APLS Workup Components Unaffected by Anticoagulant Therapy
The APACHE II score components that are NOT affected by anticoagulant therapy include: age, admission diagnosis (surgical vs medical), pre-ICU renal status, and the physiologic variables (temperature, heart rate, respiratory rate, oxygenation, arterial pH, serum sodium, serum potassium, serum creatinine, hematocrit, white blood cell count, and Glasgow Coma Scale). 1
Components Affected vs Unaffected by Anticoagulation
Unaffected Components
The APACHE II scoring system includes multiple variables that remain independent of anticoagulant therapy:
- Demographic factors: Age is a fixed variable unaffected by any medication 1
- Admission characteristics: Type of admission (surgical vs medical) and pre-ICU renal status are determined before anticoagulation decisions 1
- Physiologic parameters: The core vital signs and laboratory values (temperature, heart rate, respiratory rate, mean arterial pressure, oxygenation, arterial pH, serum electrolytes, serum creatinine, hematocrit, white blood cell count, and Glasgow Coma Scale) are not directly altered by anticoagulant administration 1
Components That ARE Affected by Anticoagulation
The evidence clearly identifies coagulation parameters as the primary variables influenced by anticoagulant therapy:
- INR (International Normalized Ratio): Directly prolonged by anticoagulants, particularly warfarin and heparin 1
- aPTT (activated Partial Thromboplastin Time): Significantly affected by heparin therapy, with studies showing HR 1.2 (1.1-1.3) for every 10-second increase in bleeding risk 1
- Platelet count: Can be indirectly affected through heparin-induced thrombocytopenia or anticoagulant-related bleeding complications 1
Clinical Context for Risk Assessment
Studies examining bleeding risk in ICU patients identified that while coagulation parameters (INR, aPTT, platelet count) are affected by anticoagulation, the APACHE II score itself—which includes admission diagnosis, age, and pre-ICU renal status—remains a valid predictor of mortality independent of anticoagulation status 1. The risk assessment models that incorporate APACHE II scoring maintain their prognostic value because the majority of scoring components are physiologic and demographic variables unrelated to coagulation 1.

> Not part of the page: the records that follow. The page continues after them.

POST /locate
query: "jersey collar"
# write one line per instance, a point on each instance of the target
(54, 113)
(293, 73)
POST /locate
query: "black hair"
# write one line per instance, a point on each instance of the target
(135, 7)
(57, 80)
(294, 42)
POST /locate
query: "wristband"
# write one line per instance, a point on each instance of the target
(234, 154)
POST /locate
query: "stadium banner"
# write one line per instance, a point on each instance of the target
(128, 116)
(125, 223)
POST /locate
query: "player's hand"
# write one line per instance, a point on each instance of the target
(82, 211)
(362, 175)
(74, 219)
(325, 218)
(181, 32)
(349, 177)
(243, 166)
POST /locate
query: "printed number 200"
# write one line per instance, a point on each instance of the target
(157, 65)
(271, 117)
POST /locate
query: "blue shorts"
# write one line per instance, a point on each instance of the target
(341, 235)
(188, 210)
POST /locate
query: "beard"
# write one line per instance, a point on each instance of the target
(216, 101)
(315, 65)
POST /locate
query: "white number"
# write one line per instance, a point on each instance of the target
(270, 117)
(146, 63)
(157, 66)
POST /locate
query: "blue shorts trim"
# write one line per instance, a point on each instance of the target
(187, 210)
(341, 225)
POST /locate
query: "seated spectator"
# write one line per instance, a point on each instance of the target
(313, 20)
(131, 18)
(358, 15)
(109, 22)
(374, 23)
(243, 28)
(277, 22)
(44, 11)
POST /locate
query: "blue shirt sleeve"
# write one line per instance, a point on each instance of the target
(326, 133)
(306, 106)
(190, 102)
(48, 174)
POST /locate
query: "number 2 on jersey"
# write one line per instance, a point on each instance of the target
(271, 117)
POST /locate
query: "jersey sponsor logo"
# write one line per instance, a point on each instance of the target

Important Clinical Caveats
Do not confuse coagulation monitoring with APACHE scoring: While coagulation parameters (INR, aPTT) are critical for monitoring anticoagulation therapy and bleeding risk, they are not components of the APACHE II score itself 1. The APACHE II score focuses on acute physiologic derangements and chronic health status, not coagulation status 1.
Anticoagulation affects bleeding risk assessment, not severity scoring: Studies demonstrate that therapeutic heparin increases bleeding risk (HR 3.26,1.72-6.17), but this represents a treatment complication rather than a change in the underlying severity of illness captured by APACHE scoring 2.